Powerbrokers in the West are so maniacally obsessed with controlling the Ukraine, they can’t imagine that Russia doesn’t want the same thing. But Russia doesn’t want the Ukraine. It has no need for a broken, dysfunctional, failed state with massive social problems, that will require billions upon billions of dollars to rebuild.
Sure, there are cultural, historical, religious and even family ties between Russia and the Ukraine, but that does not mean they want to run the place. Russia already got what it wanted, Crimea. As for the rest, Moscow’s attitude is, “You broke it, you own it.”
Mike Whitney: What’s the endgame here? Will Poroshnko succeed in keeping Ukraine together and further isolate Russia from Europe or will Ukraine splinter along political lines? Or is there another scenario that you see as more likely?
The Saker: Crimea is gone forever. So is Novorussia. But in the case of the latter, there might be a transitional phase in which Kiev retains some degree of sovereignty over areas in the east.
In the near term, there could be more fighting, but eventually there will be a deal in which Novorussia will be given something close to independence. One thing is certain, that before reaching an agreement on final status, two issues will have to be settled:
1– There must be regime change in Kiev followed by de-Nazification.
Neither Russia nor Novorussia will ever be safe as long as the Nazis are in power in Kiev. That means that these russophobic, nationalist freaks will have to be removed before final status issues can be resolved. The Russians and the Novorussians are somewhat divided on this issue. While the Novorussians want their independence and say “To hell with the Nazis in Kiev”, the Kremlin wants regime change and sees it crucial for their national security. We’ll have to wait and see how this plays out in the future.
2– There will have to be a conference of donors.
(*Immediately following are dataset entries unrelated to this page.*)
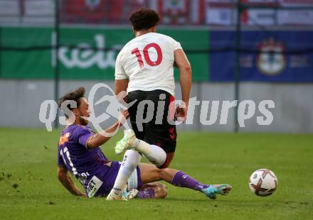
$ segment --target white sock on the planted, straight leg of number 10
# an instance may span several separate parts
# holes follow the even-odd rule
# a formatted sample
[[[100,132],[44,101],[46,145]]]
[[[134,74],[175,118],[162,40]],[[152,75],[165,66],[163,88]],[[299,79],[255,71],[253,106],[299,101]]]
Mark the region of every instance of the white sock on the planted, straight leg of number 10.
[[[132,172],[134,172],[141,159],[142,155],[136,150],[126,150],[113,186],[115,194],[122,195],[127,180],[132,175]]]

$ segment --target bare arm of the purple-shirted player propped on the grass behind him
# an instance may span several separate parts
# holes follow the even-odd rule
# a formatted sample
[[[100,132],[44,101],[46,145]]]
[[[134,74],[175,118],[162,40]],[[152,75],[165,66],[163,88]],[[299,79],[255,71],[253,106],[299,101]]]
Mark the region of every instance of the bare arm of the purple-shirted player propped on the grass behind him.
[[[71,194],[75,194],[76,196],[86,197],[87,195],[83,192],[80,192],[80,189],[74,185],[73,180],[68,175],[68,169],[66,167],[58,166],[58,179],[62,183],[63,187],[68,189]]]

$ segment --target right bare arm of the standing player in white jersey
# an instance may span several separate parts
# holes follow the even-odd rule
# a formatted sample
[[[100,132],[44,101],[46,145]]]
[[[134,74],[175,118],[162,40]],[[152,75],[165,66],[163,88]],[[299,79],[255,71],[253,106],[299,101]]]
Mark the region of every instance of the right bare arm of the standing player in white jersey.
[[[177,117],[186,119],[189,95],[191,90],[191,65],[184,53],[184,50],[178,49],[174,52],[175,65],[179,68],[179,83],[181,84],[181,98],[185,102],[186,108],[176,109]]]

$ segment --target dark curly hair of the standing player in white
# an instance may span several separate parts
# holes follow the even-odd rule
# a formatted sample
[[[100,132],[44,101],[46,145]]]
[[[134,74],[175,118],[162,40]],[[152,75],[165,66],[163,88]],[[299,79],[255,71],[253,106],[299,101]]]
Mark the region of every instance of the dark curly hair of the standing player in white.
[[[139,9],[129,16],[135,31],[147,30],[156,26],[160,21],[159,14],[152,9]]]

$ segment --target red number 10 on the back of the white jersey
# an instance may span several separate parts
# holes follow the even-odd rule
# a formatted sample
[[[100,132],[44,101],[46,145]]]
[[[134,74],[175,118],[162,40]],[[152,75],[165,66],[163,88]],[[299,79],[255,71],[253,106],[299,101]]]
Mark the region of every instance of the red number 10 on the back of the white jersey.
[[[152,61],[148,50],[150,48],[154,48],[155,50],[157,50],[157,60]],[[162,50],[160,48],[159,45],[157,45],[157,43],[149,43],[144,47],[144,50],[142,50],[144,52],[144,60],[147,62],[147,65],[155,67],[157,65],[159,65],[162,62],[163,59],[163,55],[162,55]],[[134,50],[132,50],[132,54],[137,56],[137,61],[139,63],[140,68],[144,68],[144,62],[142,60],[142,54],[140,53],[138,48],[134,48]]]

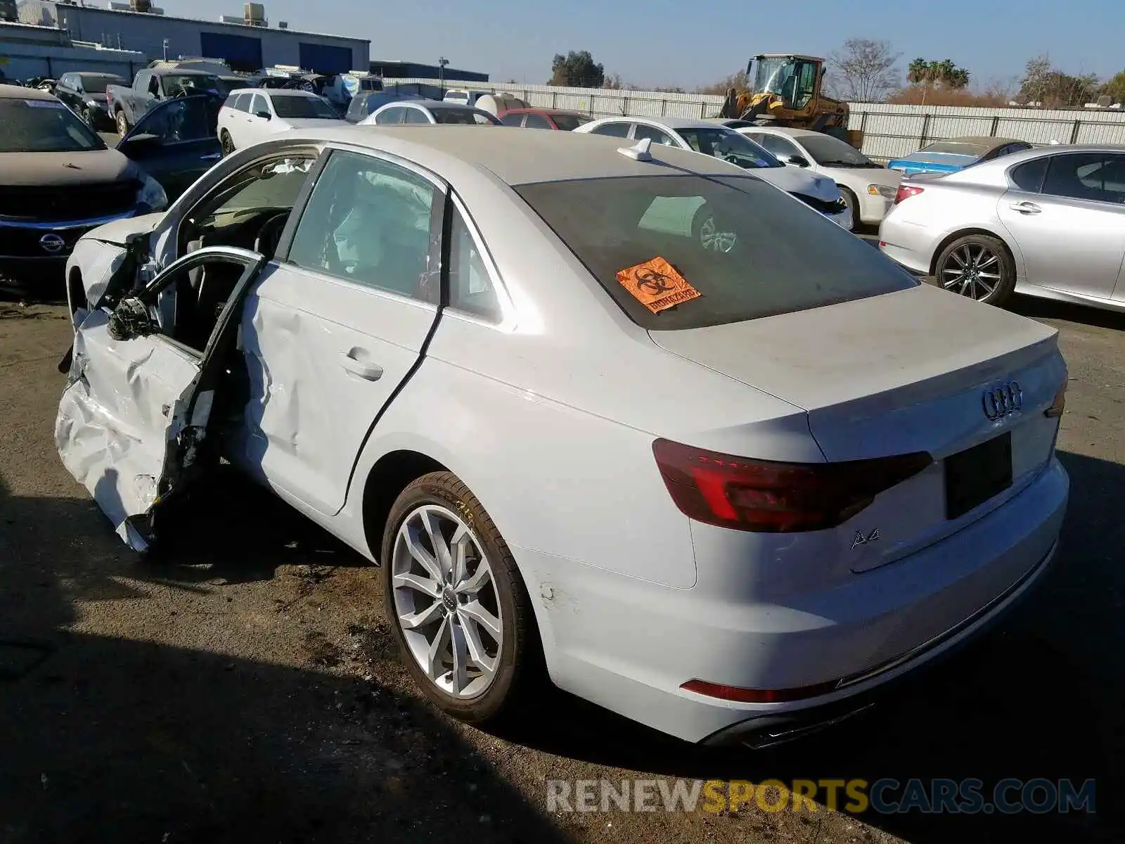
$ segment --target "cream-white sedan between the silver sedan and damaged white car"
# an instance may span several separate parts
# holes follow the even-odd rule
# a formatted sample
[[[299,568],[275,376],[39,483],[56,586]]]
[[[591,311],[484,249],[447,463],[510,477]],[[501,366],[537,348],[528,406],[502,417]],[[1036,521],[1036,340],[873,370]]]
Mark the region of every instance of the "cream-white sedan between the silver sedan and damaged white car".
[[[773,126],[736,129],[792,168],[826,176],[840,189],[853,223],[879,225],[894,205],[902,173],[876,164],[838,137],[810,129]]]

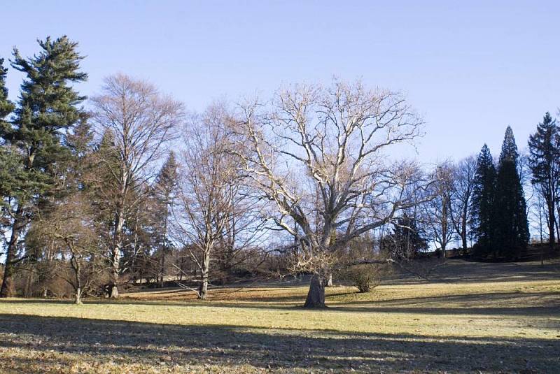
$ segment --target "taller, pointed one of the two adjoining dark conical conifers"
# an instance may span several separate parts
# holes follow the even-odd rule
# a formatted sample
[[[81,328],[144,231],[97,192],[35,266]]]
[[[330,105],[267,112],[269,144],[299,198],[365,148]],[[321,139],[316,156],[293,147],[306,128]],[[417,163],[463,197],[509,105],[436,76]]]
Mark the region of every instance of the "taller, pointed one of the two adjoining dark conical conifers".
[[[496,245],[498,255],[519,258],[529,240],[527,207],[517,168],[519,154],[511,127],[505,130],[496,177]]]

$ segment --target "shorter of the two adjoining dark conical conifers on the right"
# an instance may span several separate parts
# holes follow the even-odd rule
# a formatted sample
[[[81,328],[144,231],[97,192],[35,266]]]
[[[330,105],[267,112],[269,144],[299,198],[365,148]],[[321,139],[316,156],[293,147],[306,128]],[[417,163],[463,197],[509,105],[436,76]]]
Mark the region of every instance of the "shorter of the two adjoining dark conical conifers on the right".
[[[496,168],[488,145],[484,144],[477,159],[471,206],[471,226],[477,257],[487,256],[496,248],[495,201]]]

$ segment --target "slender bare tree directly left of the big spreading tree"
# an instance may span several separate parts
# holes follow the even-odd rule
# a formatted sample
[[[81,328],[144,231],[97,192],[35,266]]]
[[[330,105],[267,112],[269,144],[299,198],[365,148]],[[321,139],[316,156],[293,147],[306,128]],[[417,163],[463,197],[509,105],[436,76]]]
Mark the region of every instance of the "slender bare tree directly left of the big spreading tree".
[[[228,152],[228,122],[223,106],[193,115],[183,135],[176,238],[187,248],[199,269],[197,294],[206,299],[211,257],[223,239],[237,194],[237,168]]]

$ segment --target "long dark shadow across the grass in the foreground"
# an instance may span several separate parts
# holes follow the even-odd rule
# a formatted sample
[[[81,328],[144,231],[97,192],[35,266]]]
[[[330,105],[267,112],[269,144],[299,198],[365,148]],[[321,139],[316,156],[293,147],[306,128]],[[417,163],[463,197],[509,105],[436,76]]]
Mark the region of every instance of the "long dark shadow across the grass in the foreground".
[[[312,371],[505,371],[560,367],[558,339],[498,339],[175,325],[69,317],[0,315],[3,358],[28,350],[42,372],[62,364],[52,352],[117,365],[214,364]],[[85,355],[84,355],[85,354]],[[8,357],[9,358],[9,357]],[[26,359],[10,368],[29,369]],[[0,368],[7,361],[0,360]],[[143,366],[144,367],[144,366]],[[125,369],[123,369],[125,370]]]

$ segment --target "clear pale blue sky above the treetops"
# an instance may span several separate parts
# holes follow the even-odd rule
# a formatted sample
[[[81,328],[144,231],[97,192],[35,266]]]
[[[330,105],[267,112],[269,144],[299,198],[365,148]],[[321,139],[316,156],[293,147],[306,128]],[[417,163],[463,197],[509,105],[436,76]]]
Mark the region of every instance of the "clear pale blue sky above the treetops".
[[[0,57],[68,35],[91,95],[118,71],[191,110],[332,75],[402,90],[426,120],[419,158],[519,148],[560,106],[560,1],[2,1]],[[21,75],[10,69],[15,99]]]

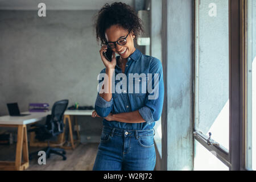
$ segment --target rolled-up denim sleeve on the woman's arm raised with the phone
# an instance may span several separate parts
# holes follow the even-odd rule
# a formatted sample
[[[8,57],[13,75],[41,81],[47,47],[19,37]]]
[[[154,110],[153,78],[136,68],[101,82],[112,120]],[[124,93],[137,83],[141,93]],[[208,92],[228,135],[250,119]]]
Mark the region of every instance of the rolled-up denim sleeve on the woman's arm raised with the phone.
[[[105,73],[105,68],[102,69],[101,73]],[[98,81],[99,85],[102,85],[102,84],[100,84],[100,82],[102,82],[102,81],[104,81],[104,77],[102,78],[102,80]],[[99,90],[100,89],[101,88],[99,88]],[[106,101],[97,92],[97,98],[96,98],[96,101],[95,101],[96,113],[98,115],[100,115],[100,117],[103,117],[103,118],[107,117],[109,115],[109,113],[112,111],[112,107],[113,107],[113,98],[111,98],[110,101]]]

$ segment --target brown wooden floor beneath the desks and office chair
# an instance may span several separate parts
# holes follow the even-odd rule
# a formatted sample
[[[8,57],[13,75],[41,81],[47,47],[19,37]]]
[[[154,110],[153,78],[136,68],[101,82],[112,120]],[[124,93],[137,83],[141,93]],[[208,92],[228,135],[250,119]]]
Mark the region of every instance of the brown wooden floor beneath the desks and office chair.
[[[29,152],[41,150],[38,147],[29,147]],[[15,160],[16,145],[0,145],[0,160]],[[75,150],[66,150],[67,160],[62,160],[59,155],[52,154],[46,159],[46,164],[39,165],[39,156],[30,160],[28,171],[91,171],[97,155],[98,143],[80,144]]]

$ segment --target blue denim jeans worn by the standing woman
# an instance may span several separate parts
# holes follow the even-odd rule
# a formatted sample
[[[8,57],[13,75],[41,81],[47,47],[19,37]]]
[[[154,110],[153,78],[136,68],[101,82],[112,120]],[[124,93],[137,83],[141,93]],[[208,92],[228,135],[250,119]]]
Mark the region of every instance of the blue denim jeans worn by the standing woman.
[[[152,171],[155,168],[154,129],[103,127],[95,171]]]

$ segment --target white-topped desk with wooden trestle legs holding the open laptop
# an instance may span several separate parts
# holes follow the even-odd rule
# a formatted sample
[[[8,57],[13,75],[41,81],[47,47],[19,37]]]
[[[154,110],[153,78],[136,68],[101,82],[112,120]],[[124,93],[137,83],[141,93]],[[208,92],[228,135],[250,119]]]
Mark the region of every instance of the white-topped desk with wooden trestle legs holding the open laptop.
[[[27,125],[42,120],[49,113],[51,112],[29,113],[30,115],[23,117],[11,117],[10,115],[0,117],[0,127],[18,127],[15,162],[0,162],[0,170],[24,170],[28,168]]]

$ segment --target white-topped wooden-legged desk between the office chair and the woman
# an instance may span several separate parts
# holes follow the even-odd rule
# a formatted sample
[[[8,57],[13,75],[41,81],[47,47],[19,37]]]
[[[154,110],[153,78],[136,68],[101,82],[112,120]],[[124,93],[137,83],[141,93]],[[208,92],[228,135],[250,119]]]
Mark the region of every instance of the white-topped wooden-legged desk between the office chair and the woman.
[[[77,116],[77,115],[92,115],[93,110],[66,110],[64,113],[64,119],[63,122],[64,124],[66,123],[66,120],[68,119],[68,126],[69,126],[69,138],[70,138],[70,143],[71,146],[63,146],[63,148],[67,149],[75,149],[75,147],[80,143],[80,134],[79,134],[79,129],[76,129],[77,131],[77,140],[73,139],[73,132],[72,132],[72,123],[71,123],[71,116]],[[76,126],[77,126],[77,118],[75,120]],[[66,127],[66,125],[65,125]],[[64,132],[61,134],[61,139],[60,142],[63,143],[65,141],[65,129]]]

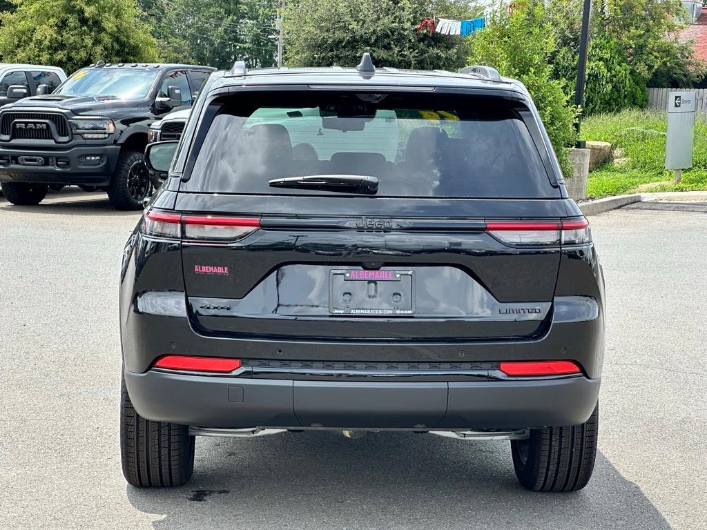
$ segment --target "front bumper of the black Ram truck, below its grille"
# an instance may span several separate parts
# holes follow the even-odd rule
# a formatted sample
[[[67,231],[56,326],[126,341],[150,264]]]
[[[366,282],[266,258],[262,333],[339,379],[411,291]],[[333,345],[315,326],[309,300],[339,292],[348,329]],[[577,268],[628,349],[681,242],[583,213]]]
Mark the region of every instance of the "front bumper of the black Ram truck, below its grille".
[[[66,151],[0,149],[0,182],[106,186],[119,152],[120,146],[115,145],[80,146]],[[100,160],[86,160],[87,156],[99,156]]]

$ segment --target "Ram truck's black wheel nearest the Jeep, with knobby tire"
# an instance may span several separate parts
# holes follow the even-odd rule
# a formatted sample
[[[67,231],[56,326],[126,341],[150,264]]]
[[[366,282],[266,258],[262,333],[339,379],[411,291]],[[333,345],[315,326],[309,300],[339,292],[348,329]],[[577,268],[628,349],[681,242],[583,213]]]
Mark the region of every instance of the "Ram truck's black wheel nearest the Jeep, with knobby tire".
[[[108,200],[118,210],[141,210],[150,194],[150,175],[143,153],[122,151],[108,185]]]

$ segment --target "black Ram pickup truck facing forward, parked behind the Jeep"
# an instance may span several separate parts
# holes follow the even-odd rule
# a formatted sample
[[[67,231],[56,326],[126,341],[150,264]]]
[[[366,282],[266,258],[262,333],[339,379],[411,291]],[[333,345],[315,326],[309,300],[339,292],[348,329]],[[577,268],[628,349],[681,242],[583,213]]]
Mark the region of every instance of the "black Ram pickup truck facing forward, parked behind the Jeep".
[[[142,207],[148,127],[194,93],[214,69],[104,64],[76,71],[51,95],[0,110],[0,182],[13,204],[39,204],[49,184],[108,192],[115,208]]]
The Ukraine is basically dead, it’s been reduced to rubble. It will take years to rebuild, and immense sums of money. The US, EU and Russia will all have to contribute. If the AngloZionists persist in their maximalist position and continue to support the Nazi junta in Kiev, the Russians will not pay a single kopeck. Russian aid will go exclusively to Novorussia.
Sooner or later the US and EU will realize that they need Russia’s help. And when they finally figure that out, they’ll work together to reach a comprehensive political agreement. Right now, they’re more preoccupied with punishing Putin (through economic sanctions and political isolation) to prove that no one can defy the Empire. But that kind of bullying behavior won’t change the reality on the ground. The West needs Russia’s cooperation, but Russia isn’t going to cooperate without strings attached. The US will have to meet certain conditions before Moscow agrees to a deal.
UKRAINE: “Gone forever”
Though it’s too early to tell, I think the Ukraine as we know it, is gone forever. Crimea will remain part of Russia, while Novorussia will become independent and probably end up in some kind of association status with Russia. As for the rest of the Ukraine, there’s bound to be a confrontation between the various oligarchs and Nazis, after which the pragmatists will appear and lead the way to a settlement. Eventually, there will be some kind of accommodation and a new state will emerge, but I can’t imagine how long it will take for that to happen.